Updated: Apr 1, 2022
One of life’s biggest roadblocks is making a relationship work. Relationships can be hard to figure out; we all experience ups and downs, sometimes more downs than ups. And a lot of times, we may feel insecure in ourselves and allow that insecurity to cloud our reality. Robert Livings’ Weekend Healer explores what happens when those feelings of jealousy surface and take the reins of our consciousness.
Mark (played by David Ryan Kinsman) and Katie (played by Liberty Hills) are a young couple going through a plethora of relationship issues. To rekindle their romance, Mark plans a weekend getaway at a distant lodge in the middle of the woods. However, the two still butt heads over little things, further raising tensions. That night, an eccentric young man named Rob (played by Nick Pages-Oliver) arrives at the lodge and quickly becomes friendly with the couple. While Katie enjoys Rob’s company, Mark becomes increasingly belligerent towards him and suspects Rob may have hidden ulterior motives.
When I first saw the trailer to this film, I thought it was going to be a horror film in the same vein as 2019’s The Lodge. The trailer’s color grading, tone, and editing really made it appear as a horror and thriller film. However, in reality, it was more of a thriller and a bit of a comedy. This is a really clever way to properly subvert the audience’s expectations, as they go in with certain expectations and end up getting a different result. Subverting audience expectations in of itself is a very difficult task to do and can often ruin the film’s quality if not done properly. However, Weekend Healer not only succeeds in subverting our expectations, it does so spectacularly.
After viewing the film, I felt it is fairly similar to Sofia Coppola’s On The Rocks. Both films deal with a main character who thinks their partner is cheating on them with someone else. They let their feelings of jealousy cloud their perception of reality and drive a rift in their relationship. The key difference is that Weekend Healer offers a far more realistic outcome of Mark’s insecurity and jealousy compared with the slightly more optimistic On The Rocks.

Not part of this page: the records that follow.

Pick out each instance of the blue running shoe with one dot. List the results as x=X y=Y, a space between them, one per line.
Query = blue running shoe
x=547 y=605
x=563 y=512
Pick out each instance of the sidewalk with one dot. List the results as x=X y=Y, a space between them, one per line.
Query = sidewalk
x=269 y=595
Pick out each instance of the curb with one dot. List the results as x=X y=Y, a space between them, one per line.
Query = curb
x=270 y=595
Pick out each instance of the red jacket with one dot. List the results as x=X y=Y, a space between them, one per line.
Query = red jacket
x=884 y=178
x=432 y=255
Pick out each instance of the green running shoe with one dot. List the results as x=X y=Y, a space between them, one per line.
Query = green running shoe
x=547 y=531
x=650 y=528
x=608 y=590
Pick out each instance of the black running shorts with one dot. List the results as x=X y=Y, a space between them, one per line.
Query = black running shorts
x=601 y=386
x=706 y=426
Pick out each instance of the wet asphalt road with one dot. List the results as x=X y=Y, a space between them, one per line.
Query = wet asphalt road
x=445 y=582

One thing I enjoyed about the cinematography was the balance of close ups and aerial shots. The film is well-edited with the back and forth close up shots of the characters conversing and doesn’t awkwardly cut back and forth like some films do. Meanwhile, the distant shots give a good window into the characters and their feelings. This rings especially true for the lead Mark, whose suspicions drive the conflict. We as the audience see everything through his eyes, for example, every time Rob appears on screen, ominous ambient music would play in the background, almost indicating a threatening presence to the audience.
Additionally, the film is pretty well written. The dialogue manages to feel very natural, and makes the characters feel like real people. Oftentimes in film, dialogue serves as either exposition or well-rehearsed monologues. In the case of Weekend Healer, the characters both stutter and repeat themselves, much like people do in real life. The characters in the film are all compelling to watch. Mark is an interesting POV character in his unreliability and entitlement. Katie is very likable and sympathetic, and Rob does a great job balancing the suspicion that the audience has with a very likable, well-meaning man that would be fun to be around.
Weekend Healer is a film that not only subverts your expectations, it also keeps you on the edge of your seat guessing what’s going to happen next. The characters are interesting and mostly enjoyable to watch, and the writing only adds to their believability. Robert Livings shows great range as a film director, perfectly adding subtle horror elements in a comedy thriller. With great cinematography and performances, this movie is worth a viewing!